Le Indicazioni nazionali chiedono all’educazione religiosa scolastica l’elaborazione di metodologie e modelli in grado di tradurre nella prassi didattica i nuovi orientamenti volti all’acquisizione di personali competenze religiose.
L’interazione dinamica con le componenti scolastiche ha consentito all’IRC e all’IdR di uscire dalla parziale emarginazione ed entrare nella nuova condizione disciplinare e professionale[5]. Il processo innovativo dovrà però continuare:

  • Nell’ “interno scuola”: l’IdR dovrà essere disponibile alla frammentazione del gruppo classe e alla riaggregazione degli alunni in gruppi mobili ed eterogenei. Nel confronto con gli altri docenti e le altre discipline, dovrà formare nuovi assi disciplinari, angoli didattici e creative collaborazioni.
  • Nel “fuori scuola”: l’IRC dovrà aprirsi alle opportunità educative presenti nel territorio. Riscoprirà i segni della memoria storico-religiosa, le tradizioni popolari, la produzione artistica, i valori religiosi di carattere civile e sociale, il messaggio religioso trasmesso dalle caratteristiche paesaggistiche e culturali[6]. La sfida dell’innovazione richiederà un forte impegno di chiarificazione, sperimentazione ed elaborazione di una modellistica didattica che renda più sicura e garantita la prassi educativa dell’insegnamento religioso.
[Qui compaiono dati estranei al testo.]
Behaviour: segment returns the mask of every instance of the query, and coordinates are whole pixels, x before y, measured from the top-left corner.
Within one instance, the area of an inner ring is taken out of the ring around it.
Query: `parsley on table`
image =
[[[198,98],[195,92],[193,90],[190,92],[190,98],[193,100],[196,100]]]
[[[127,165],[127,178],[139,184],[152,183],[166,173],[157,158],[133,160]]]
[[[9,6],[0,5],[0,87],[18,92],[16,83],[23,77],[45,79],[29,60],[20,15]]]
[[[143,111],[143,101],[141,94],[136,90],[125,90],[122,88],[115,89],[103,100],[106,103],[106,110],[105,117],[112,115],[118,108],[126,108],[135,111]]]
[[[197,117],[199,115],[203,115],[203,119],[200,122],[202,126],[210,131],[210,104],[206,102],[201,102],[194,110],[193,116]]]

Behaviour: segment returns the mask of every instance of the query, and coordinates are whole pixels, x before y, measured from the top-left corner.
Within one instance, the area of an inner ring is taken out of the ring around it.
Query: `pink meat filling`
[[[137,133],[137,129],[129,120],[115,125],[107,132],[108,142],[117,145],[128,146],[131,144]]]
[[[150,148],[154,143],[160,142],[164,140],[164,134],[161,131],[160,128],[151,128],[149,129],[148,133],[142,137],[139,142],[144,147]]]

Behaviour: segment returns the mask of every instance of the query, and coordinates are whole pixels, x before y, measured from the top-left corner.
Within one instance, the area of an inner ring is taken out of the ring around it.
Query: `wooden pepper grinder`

Aprirsi a queste innovazioni farà sicuramente crescere le opportunità e forse anche i margini d’incertezza, ma è una sfida irrinunciabile da giocare interamente[7].

 

Note

[2] S. Cicatelli, Fare scuola in Italia al tempo del Covid19, in R.Romio (a cura), Educazione alla cittadinanza nella didattica ermeneutica esistenziale, Edizioni San Lorenzo, Reggio Emilia 2021, I° Parte, cap1°.
[3] S.Cicatelli – L.Raspi, Perché insegnare ancora religione, San Paolo, Cinisello Balsamo (MI) 2021.
[4] Ivi, pp. 9-14. Oggi purtroppo si stanno riaprendo vecchie questioni, sul concorso a ruolo e sulla condizione degli Idr e della disciplina che sembravano definitivamente superate.
[5] Ivi, pp. 15-43
[6] Tutto ciò significherà rinunciare a una didattica sicura e protetta dal regime concordatario e mettere a confronto la tradizione cattolica con la logica critico-razionalista e problematicista di altri saperi, cimentandosi nella ristrutturazione delle conoscenze canoniche. Si delinea la figura di un IdR che scende in campo aperto senza tutele e protezioni, forte solo dello statuto epistemologico della disciplina e della propria competenza professionale nel sapere religioso.
[7] Utile per una valutazione i risultati dell’ultima ricerca nazionale sull’IRC: S.Cicatelli – G.Malizia, Una disciplina alla prova, Elledici, Torino 2017.